Aujourd'hui les loisirs sont valorisés, le travail est méprisé car il désigne des activités effectuées, peut-être moins sous la dépendance d'un autre que sous la dépendance d'un système.
Quant à l'œuvre, comme le dit Hannah Arendt : " il ne reste plus que quelques solitaires pour considérer ce qu'ils font comme des œuvres et non comme des moyens de gagner leur vie ".
Quelques points de vue diffèrent : Le travail est un facteur d'équilibre individuel et d'épanouissement psychologique, car il assure l'insertion de l'homme dans la réalité. En tant qu'activité créatrice, le travail apparaît ainsi comme une dimension spécifiquement humaine: c'est par lui que l'homme est capable de transformer la nature et, par-là, de se transformer lui-même; c'est par lui enfin, qu'échappant à l'animalité, il entre dans l'Histoire. " G. Friedmann.
Comment trancher ? Le travail : un ennui, une charge, un handicap, une fatalité ? Une valeur ? "C'est l'avènement de l'automatisation qui, en quelques décennies, probablement videra les usines et libérera l'humanité de son fardeau le plus ancien et le plus naturel, le fardeau du travail ; l'asservissement à la nécessité " écrit Hannah Arendt.
Faut-il trancher ? Faut-il mettre le travail sur un fond blanc ? Sur un fond noir ?
Rappelons la définition donnée précédemment : il y a travail partout où on rencontre une activité de transformation de ce qui est donné, que ce donné soit brut ou naturel ou qu'il soit déjà élaboré. Transformation qui s'effectue en vue de la satisfaction d'un besoin ou d'une exigence.
Illustrons cette définition de quelques exemples : Faire de la confiture pendant les vacances, laver la vaisselle, tricoter, vider les poubelles, faire du vélo, lire un livre, jouer au théâtre, transmettre un savoir, éduquer, construire une maison, réparer une machine à laver, soigner, …. Que du travail ! il y a partout une transformation d'objet ou d'être humain qui sont différents après l'action, même quand je lis un livre, transformation en vue de la satisfaction d'un besoin ou d'une exigence… Si j'avais cherché à regrouper ces éléments en deux catégories, d'un côté Loisir de l'autre Travail, les réponses auraient été différentes.
Il me semble donc que le problème, si problème il y a, est dans notre façon de voir le monde.
Le travail nous permet de rester en contact avec le réel.

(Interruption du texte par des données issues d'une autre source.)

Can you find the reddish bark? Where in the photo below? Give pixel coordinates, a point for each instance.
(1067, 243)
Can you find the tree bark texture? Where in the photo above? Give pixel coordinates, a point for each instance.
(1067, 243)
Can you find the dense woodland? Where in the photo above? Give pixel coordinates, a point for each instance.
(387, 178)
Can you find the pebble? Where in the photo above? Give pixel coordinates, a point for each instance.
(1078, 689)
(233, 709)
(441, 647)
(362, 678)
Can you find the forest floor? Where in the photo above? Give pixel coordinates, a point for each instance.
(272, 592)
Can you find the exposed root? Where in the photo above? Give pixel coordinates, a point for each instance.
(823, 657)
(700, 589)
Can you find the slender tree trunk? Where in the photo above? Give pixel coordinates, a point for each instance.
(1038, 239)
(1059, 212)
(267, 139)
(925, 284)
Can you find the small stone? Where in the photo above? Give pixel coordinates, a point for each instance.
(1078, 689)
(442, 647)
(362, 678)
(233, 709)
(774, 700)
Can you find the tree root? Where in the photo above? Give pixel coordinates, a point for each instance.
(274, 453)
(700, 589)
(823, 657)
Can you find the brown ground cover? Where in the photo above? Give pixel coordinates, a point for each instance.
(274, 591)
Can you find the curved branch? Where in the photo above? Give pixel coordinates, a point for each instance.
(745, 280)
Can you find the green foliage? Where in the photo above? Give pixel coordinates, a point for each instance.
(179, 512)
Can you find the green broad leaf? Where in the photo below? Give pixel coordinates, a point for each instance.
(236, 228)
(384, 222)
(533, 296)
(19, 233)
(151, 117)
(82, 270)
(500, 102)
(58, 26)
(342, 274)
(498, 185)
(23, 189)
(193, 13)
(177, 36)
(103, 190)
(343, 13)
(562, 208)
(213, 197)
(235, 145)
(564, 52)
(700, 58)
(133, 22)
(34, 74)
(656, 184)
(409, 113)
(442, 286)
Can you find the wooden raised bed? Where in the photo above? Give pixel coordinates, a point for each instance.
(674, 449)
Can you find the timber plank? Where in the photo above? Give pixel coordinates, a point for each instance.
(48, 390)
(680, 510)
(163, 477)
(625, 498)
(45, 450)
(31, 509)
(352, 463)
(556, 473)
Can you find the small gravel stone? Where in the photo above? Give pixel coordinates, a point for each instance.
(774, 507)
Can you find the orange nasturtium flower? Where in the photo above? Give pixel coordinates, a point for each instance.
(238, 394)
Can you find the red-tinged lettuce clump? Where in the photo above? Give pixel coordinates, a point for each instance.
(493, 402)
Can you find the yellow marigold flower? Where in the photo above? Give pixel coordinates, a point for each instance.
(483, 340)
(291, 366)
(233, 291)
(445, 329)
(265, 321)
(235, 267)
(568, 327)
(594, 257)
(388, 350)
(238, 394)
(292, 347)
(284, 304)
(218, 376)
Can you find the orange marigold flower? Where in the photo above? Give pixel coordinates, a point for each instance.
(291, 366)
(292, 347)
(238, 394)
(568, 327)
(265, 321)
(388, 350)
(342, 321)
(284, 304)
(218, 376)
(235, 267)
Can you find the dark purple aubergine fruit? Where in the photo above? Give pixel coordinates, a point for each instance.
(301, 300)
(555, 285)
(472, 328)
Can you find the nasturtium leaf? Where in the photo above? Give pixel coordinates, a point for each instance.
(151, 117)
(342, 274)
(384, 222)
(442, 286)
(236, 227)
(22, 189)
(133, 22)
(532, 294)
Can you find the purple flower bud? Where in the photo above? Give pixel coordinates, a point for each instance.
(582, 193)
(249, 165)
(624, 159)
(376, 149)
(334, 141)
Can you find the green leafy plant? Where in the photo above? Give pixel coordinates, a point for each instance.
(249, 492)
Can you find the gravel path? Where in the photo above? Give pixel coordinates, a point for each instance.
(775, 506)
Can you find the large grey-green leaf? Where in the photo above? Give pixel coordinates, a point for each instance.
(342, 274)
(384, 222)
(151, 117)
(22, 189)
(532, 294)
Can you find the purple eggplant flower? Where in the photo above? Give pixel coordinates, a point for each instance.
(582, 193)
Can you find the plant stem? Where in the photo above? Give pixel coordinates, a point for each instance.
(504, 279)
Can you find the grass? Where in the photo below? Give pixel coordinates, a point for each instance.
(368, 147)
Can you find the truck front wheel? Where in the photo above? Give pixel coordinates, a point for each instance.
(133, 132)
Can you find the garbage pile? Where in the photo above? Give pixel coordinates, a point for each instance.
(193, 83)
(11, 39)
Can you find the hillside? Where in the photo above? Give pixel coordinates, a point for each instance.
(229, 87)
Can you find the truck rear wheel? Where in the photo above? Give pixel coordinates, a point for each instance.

Travail soit, mais comme le dit un proverbe chinois : " Il est un temps pour aller à la pêche et un temps pour faire sécher ses filets. "
A nous peut-être " de prendre le temps de faire sécher nos filets c'est-à-dire, avoir le temps de se recentrer, se ressourcer, goûter des instants de paresse, laisser la terre se reposer comme font les bons jardiniers, ne rien planter pour qu'elle s'amende afin que les prochaines cultures soient plus abondantes. "
Travailler sur soi
Je terminerai par un autre travail qui dit-on conduit vers plus de sagesse, plus d'humanité : le travail sur soi. L'expression " travailler sur soi " qui sous tend implicitement l'idée d'une transformation de soi répond aux critères évoqués plus haut : dégager l'essentiel de soi-même, repérer les imperfections de l'esprit et du cœur, les préjugés, les certitudes arrogantes, l'agressivité blessante, les affirmations intolérantes, les idées arrêtées (tiens !) les a priori fermés (tiens, tiens !), les parti-pris. Les repérer et les faire évoluer. Essayer d'abandonner des certitudes péremptoires sans pour autant supprimer toute conviction, remettre en cause pour mieux voir mais pas détruire à tout va.
En conclusion, il me semble que certaines idées reçues sur le travail nous amènent à catégoriser nos actions selon une dichotomie travail loisir, dichotomie qui ne peut entraîner que de la frustration. Le travail sur soi doit pouvoir nous aider à dépasser cette dualité.